Dahinstehen, weil nicht streitgegenständlich, muss auch die Frage, ob die Klägerin durch ihre an die Beklagte übersandte E-Mail vom 26.08.2024 Einspruch nicht nur verfristet gegen den ihr gegenüber ergangenen Rückforderungsbescheid vom 10.07.2024, sondern zugleich fristgerecht auch gegen die Aufhebung der Festsetzung des Kindergeldes vom 10.07.2024 eingelegt hat.

Hierzu sei angemerkt, dass eine rechtsschutzgewährende Auslegung im Hinblick auf § 67 Satz 2 2. Alt. i.V.m. § 74 Abs. 1 EStG nahelegen dürfte, dass die Klägerin durch die E-Mail Einspruch auch gegen die Aufhebung der Festsetzung eingelegt haben dürfte. Durch seinen Antrag erhält der Antragsberechtigte nach § 67 Satz 2 2. Alternative EStG, wozu auch ein gem. § 74 Abs. 1 FGO abzweigungsberechtigtes Kind gehört, nämlich eine Beteiligtenstellung im Festsetzungsverfahren. Darüber hinaus ist der nach § 67 Satz 2 2. Alternative i.V.m. § 74 Abs. 1 EStG Antragsberechtigte befugt, gegen den das Festsetzungsverfahren abschließenden Bescheid Einspruch einzulegen und gegen die im Einspruchsverfahren ergangene Entscheidung Klage zu erheben. § 67 Satz 2 Alternative 2 EStG räumt dem Antragsberechtigten eine verfahrensrechtliche Rechtsstellung ein, die es ihm ermöglicht, das Festsetzungsverfahren über einen fremden Steuervergütungsanspruch einzuleiten.

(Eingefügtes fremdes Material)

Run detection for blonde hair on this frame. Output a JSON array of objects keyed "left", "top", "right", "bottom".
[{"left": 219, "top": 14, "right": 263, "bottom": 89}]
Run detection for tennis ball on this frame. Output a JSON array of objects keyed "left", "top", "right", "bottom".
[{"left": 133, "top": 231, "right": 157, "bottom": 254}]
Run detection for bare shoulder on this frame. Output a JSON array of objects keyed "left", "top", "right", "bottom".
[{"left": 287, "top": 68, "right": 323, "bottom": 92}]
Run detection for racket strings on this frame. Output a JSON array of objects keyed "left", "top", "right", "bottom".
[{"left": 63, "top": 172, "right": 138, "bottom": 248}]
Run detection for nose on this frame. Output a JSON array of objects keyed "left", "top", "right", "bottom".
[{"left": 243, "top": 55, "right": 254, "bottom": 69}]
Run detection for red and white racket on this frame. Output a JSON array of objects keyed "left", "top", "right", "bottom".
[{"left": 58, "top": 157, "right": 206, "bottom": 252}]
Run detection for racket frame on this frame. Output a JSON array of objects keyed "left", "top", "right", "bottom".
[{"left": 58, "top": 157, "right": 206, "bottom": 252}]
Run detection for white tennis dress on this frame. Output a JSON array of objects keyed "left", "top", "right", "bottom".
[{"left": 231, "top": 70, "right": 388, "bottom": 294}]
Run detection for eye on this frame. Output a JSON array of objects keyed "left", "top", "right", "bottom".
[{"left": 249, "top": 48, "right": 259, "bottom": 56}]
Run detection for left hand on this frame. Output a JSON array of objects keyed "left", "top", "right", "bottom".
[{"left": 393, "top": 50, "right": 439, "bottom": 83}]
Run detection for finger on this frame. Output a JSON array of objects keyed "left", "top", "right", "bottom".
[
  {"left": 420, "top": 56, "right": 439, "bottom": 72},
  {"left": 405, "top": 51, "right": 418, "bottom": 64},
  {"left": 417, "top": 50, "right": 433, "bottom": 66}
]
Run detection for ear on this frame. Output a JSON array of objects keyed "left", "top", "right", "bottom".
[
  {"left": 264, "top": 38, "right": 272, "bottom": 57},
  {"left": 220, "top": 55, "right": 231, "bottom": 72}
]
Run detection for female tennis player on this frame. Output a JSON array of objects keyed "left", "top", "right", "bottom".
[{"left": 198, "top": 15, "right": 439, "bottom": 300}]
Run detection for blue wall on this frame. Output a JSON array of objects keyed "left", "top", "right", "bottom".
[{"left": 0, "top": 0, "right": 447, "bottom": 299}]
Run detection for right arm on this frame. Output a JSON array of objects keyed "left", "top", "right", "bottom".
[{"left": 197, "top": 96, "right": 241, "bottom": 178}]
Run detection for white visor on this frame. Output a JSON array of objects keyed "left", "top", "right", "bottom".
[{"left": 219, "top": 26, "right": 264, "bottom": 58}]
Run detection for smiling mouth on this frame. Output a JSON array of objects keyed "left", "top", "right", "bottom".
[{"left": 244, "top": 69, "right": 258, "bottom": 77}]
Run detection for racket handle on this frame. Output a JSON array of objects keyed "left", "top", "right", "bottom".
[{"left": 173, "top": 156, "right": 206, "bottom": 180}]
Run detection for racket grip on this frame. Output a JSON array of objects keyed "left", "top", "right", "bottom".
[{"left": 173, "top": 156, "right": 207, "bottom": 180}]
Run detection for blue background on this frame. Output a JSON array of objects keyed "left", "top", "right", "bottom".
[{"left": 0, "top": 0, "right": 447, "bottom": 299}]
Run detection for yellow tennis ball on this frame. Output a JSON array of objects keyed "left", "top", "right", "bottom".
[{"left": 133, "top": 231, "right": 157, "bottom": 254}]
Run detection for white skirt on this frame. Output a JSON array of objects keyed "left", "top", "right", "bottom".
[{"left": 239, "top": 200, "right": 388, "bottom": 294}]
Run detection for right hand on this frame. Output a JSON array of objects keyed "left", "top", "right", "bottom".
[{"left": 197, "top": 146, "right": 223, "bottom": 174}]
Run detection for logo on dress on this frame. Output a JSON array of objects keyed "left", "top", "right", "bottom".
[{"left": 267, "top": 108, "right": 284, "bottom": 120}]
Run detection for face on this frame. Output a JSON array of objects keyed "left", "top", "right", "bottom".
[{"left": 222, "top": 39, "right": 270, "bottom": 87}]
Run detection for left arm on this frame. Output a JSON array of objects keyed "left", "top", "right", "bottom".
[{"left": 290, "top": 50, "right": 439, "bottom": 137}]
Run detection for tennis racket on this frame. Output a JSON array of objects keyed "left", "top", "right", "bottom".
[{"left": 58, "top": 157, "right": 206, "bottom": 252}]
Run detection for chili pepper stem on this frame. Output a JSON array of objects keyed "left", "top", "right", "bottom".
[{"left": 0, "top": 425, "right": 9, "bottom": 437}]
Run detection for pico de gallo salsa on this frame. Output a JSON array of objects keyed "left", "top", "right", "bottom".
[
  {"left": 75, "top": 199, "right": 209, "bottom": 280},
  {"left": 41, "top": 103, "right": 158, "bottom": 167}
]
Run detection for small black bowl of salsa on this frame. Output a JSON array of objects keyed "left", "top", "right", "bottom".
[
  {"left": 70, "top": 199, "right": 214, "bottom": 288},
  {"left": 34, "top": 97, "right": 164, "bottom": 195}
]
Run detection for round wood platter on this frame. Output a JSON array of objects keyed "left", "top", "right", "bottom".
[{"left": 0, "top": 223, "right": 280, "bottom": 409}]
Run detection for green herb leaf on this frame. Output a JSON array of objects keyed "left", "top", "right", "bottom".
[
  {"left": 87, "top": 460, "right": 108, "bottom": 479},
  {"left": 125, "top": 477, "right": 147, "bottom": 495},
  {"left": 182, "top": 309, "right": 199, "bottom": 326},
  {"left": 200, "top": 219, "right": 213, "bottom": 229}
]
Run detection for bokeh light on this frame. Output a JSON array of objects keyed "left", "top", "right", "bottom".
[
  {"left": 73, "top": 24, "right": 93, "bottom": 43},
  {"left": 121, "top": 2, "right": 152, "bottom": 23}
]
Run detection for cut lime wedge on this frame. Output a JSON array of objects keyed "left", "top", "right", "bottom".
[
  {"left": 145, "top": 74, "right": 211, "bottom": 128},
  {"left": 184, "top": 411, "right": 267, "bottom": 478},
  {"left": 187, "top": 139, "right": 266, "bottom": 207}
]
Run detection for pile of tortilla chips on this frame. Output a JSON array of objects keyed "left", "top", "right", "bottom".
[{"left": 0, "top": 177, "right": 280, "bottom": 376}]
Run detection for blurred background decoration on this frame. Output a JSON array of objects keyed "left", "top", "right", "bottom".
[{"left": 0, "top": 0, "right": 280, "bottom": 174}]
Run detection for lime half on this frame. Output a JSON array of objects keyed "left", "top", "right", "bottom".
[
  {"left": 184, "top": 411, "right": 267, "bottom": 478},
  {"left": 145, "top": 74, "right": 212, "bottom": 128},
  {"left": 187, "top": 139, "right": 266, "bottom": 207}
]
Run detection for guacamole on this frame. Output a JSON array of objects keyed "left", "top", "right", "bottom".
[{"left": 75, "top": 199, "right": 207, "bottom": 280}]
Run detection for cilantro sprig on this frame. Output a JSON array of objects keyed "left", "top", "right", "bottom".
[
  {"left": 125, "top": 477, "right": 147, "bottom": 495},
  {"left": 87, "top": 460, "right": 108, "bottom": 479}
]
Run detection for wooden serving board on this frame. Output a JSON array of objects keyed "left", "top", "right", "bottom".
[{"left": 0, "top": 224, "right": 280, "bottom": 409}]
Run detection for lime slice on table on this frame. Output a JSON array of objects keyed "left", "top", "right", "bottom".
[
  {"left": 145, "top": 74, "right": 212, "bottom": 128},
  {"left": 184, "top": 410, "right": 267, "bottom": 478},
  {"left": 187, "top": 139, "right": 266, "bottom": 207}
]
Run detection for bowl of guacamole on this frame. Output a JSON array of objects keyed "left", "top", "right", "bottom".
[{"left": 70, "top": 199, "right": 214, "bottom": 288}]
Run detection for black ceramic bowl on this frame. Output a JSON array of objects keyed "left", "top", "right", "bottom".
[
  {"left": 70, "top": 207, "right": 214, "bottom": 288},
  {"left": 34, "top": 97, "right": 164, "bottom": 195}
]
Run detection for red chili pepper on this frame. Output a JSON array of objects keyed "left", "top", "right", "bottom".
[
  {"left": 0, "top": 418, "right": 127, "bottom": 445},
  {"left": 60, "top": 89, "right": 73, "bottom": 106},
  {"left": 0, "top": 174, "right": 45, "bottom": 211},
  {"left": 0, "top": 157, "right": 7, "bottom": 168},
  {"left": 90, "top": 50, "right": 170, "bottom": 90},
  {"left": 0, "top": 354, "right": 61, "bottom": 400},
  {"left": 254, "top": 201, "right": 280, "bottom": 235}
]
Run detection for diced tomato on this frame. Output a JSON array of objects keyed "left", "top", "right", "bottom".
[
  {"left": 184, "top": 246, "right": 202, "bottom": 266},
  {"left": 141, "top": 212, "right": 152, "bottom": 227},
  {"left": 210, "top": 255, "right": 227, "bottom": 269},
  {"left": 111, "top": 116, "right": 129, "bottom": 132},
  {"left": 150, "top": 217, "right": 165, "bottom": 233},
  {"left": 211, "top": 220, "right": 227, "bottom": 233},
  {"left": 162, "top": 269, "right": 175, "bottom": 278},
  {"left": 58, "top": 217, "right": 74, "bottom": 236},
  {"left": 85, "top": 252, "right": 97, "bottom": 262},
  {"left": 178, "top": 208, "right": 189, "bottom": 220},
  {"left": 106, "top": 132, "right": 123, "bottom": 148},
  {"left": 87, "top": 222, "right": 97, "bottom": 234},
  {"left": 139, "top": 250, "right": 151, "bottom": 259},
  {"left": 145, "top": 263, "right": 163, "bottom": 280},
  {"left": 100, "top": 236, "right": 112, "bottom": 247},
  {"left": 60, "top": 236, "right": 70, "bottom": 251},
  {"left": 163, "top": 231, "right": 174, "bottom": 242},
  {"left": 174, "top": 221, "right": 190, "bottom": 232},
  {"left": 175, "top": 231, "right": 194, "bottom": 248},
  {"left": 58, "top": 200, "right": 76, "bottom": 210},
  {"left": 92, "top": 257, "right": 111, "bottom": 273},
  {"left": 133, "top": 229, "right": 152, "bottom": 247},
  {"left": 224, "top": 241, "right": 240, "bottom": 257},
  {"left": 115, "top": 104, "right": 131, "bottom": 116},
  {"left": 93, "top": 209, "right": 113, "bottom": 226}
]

Darüber hinaus ist er auch berechtigt, die im Festsetzungsverfahren getroffene Entscheidung gerichtlich überprüfen zu lassen, solange diese nicht bestandskräftig ist (BFH, Urteil vom 26.11.2009, III R 67/07, BStBl II 2010, 476 m.w.N.).

Hat die Klägerin als abzweigungsberechtigtes Kind gem. § 67 Satz 2 2. Alternative i.V.m. § 74 Abs. 1 EStG das Recht, gegen die Aufhebung der Festsetzung des Kindergeldes mit am 10.07.2024 gegenüber der Kindsmutter ergangenem Bescheid Einspruch einzulegen, so dürfte dem Aufhebungsbescheid im Hinblick auf die Klägerin eine ordnungsgemäße Rechtsbehelfsbelehrung im Sinne von § 356 Abs. 1 AO, der gem. § 31 Satz 3 EStG i.V.m. § 37 Abs. 1 AO auch auf Bescheide im Bereich des Kindergeldes anwendbar ist, fehlen. Das dürfte im vorliegenden Fall trotz der Übersendung des Aufhebungsbescheides zusammen mit dem Rückforderungsbescheid an die Klägerin gelten. Für diese dürfte nämlich aus der Rechtsbehelfsbelehrung des an ihre Mutter adressierten Bescheides keineswegs eindeutig zu erkennen sein, dass neben der Kindsmutter auch sie selbst berechtigt ist, gegen den Aufhebungsbescheid Einspruch einzulegen (BFH, Urteil vom 20.11.2013, X R 2/12, BStBl II 2014, 236: zu den Anforderungen an eine Rechtsbehelfsbelehrung). Somit liefe, unabhängig von der Frage, ob die vorliegende Rechtsbehelfsbelehrung als im Sinne von § 356 Abs. 2 Satz 1 AO unterblieben oder unrichtig erteilt anzusehen ist, für die Einlegung des Einspruchs die Jahresfrist ab Bekanntgabe des Aufhebungsbescheides vom 10.07.2024. Mithin wäre der Einspruch der Klägerin durch E-Mail vom 26.08.2024 rechtzeitig und demgemäß über den Einspruch der Klägerin noch zu entscheiden.

III. Die Kostenentscheidung beruht auf § 135 Abs. 1 FGO.